I hope that helped a little bit. I'm afraid that studying at a university won't teach you all that much, but it certainly will buy you the time to learn more dilligently yourself. Of course you will waste a lot of money doing all this, but that's appearantly how it works in the States. Sad thing, I think, because with all your energy, I think you don't need to hunt for degrees while being drained before you even get to earn anything. Different story, though...
I think I'm starting to get it, the reason the sound sounds crappy at lower frequencies is because it's reading a very small portion of the actual waveform, so if I increase the overall length and data of the waveform by increasing the values for the waveform data envelop in the chip synth, it'll sound better?
If I do that won't Musagi just be storing the same 170 values in just a larger container and therefore wouldn't make any difference? or am I misunderstanding?
Also at lower frequencies with chip when the note is first played there's kind of a thumping sound, any idea or explanation for what that is?
P.S. Have you had any time to play with PxVoice, and if so how do you like it/what do you think?
You'd have to interpolate differently, I think. You'd have to consider the pixels of the display rather as spline knots. Can be a simple spline, though. It wouldn't be perfect for all things, but in general it would create a smooth and larger waveform that can (and should) be played back at much faster rate to compensate for the pitch shift that happens, if you read through more data. It's like stretching it out, you know. That higher rate will prevent audible quantizations (aliasing like effects) and give you nice and juicy sounds at lowest frequencies.

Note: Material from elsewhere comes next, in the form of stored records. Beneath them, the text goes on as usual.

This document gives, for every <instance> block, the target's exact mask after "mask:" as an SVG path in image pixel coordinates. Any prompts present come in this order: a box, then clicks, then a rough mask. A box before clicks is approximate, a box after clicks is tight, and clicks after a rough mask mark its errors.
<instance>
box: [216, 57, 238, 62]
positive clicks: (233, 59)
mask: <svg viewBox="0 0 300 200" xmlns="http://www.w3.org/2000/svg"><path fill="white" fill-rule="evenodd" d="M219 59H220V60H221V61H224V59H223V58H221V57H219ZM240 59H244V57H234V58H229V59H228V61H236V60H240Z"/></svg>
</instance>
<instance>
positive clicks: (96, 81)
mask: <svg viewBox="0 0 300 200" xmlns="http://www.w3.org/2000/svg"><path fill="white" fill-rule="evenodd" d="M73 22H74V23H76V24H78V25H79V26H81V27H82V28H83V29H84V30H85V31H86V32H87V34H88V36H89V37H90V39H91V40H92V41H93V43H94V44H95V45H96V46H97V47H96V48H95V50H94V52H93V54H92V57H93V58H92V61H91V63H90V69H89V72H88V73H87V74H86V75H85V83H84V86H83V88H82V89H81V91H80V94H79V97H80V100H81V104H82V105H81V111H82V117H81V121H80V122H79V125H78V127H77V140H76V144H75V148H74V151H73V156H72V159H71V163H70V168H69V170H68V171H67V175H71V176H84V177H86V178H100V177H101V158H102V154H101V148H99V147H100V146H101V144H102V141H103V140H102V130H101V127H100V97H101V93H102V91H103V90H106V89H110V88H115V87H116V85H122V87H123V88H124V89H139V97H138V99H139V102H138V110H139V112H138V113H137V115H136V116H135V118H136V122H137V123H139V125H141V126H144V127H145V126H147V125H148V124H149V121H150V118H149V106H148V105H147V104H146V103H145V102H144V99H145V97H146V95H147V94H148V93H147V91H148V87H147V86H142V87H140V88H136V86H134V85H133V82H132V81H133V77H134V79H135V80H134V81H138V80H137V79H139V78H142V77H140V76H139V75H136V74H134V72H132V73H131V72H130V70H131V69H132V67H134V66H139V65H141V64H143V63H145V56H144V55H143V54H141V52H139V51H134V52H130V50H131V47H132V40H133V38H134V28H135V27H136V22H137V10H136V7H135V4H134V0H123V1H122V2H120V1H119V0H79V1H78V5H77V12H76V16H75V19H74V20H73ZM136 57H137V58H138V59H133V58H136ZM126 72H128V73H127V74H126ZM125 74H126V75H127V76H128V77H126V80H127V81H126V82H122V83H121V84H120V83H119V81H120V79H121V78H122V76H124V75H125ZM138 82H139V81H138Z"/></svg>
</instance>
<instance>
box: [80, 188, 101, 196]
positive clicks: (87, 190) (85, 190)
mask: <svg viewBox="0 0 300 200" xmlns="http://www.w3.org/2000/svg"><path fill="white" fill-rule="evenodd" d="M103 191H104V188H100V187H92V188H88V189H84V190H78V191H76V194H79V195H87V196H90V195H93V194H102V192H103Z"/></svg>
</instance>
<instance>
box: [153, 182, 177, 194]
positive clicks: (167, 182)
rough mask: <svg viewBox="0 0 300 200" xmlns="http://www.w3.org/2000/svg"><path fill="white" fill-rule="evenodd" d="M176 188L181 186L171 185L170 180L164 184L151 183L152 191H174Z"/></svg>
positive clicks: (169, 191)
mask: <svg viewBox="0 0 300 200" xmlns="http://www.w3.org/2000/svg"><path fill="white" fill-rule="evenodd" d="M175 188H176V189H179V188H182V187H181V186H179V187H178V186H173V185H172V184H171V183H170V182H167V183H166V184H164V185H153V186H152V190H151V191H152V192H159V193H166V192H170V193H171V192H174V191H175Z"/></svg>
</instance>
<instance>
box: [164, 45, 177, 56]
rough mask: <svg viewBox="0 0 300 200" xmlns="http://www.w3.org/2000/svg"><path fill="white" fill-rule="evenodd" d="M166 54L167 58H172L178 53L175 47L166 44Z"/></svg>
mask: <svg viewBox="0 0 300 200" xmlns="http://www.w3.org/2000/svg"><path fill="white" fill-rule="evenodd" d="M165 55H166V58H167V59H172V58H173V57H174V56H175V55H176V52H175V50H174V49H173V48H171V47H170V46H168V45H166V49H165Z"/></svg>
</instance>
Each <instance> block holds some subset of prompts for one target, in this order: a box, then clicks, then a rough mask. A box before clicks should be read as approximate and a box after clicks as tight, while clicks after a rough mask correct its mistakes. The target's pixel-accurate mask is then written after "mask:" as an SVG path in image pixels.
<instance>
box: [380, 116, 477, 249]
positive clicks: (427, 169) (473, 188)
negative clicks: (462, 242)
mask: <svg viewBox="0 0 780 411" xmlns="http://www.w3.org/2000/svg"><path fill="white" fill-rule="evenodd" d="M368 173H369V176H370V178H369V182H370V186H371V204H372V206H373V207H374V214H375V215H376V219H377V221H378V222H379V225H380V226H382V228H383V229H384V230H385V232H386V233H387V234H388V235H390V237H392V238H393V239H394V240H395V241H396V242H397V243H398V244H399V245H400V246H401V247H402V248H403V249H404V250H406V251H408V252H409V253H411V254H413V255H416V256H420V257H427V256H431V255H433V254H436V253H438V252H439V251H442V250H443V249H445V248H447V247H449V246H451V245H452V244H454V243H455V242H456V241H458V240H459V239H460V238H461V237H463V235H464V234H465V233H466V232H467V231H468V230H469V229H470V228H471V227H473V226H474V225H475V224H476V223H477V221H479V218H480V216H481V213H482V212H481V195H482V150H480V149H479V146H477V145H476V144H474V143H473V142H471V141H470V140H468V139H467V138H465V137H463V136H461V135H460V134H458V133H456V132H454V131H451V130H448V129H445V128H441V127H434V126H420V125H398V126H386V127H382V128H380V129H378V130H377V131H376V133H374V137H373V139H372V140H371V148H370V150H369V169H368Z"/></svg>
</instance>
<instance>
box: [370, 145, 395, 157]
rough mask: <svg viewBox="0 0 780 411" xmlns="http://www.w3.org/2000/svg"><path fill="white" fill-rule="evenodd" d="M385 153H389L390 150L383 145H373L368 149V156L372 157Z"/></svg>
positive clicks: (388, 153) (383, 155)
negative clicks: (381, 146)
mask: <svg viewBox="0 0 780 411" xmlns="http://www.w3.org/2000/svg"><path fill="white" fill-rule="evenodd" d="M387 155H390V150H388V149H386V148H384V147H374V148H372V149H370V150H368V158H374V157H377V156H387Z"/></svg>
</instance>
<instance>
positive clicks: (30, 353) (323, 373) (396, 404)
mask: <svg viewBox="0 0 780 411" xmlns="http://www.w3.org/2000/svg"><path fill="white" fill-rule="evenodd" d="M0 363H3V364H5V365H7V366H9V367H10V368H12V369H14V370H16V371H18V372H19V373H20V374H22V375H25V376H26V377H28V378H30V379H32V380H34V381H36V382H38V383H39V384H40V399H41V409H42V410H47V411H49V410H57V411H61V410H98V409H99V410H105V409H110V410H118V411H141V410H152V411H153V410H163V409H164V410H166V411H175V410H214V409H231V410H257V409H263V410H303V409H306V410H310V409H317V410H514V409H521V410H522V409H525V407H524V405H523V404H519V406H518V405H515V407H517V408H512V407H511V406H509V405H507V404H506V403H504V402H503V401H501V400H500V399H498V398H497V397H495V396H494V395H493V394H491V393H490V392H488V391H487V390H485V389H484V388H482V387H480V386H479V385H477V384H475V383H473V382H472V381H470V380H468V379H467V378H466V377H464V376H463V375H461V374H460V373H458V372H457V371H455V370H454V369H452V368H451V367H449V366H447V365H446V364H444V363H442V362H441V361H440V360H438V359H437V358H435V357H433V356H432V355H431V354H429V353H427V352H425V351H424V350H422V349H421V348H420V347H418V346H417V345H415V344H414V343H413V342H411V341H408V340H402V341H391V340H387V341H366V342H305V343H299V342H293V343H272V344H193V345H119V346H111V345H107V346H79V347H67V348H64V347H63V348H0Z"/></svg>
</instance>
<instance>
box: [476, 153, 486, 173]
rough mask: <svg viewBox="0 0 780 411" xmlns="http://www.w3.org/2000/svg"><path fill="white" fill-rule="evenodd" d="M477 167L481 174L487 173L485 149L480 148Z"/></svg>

It's really a simple logic, but it might be even easier to explain it with illustrations. Stretching out the data won't get you any advantage of course unless you do a proper interpolation. You might also use the XNES instead and generate the waveforms with some simple formulas (sine, ramps, etc...). That way it's perfectly smooth at all times.
Havn't played with PxVoice, yet, but I'm planning to! Thanks for that, again. Sounds really interesting!
No problem, I thought you'd like it after reading your posts and seeing how much you loved audio. Any idea how I would be able to go about interpolating it properly through manipulating the source code?
www.cubic.org/docs/hermite.htm There is another link to bezier curves in it, but the Catmull-Rom splines are probably the most important for you. If you go down to the code that feeds the interface input into the envelope, you'll find, I think, where you would want to squeeze in the interpolation. I'm currently not dealing with it, so you're a little on your own there, but it's really not too brutal in there. Once you get into it, it's even quite a bit of fun as I remember.
Yeah, pxVoice looks entertaining. I might have a closer look at their API, but all comments are in japanese as far as I can tell...which doesn't exactly help me, haha... AAAHHHRGH But it's cute.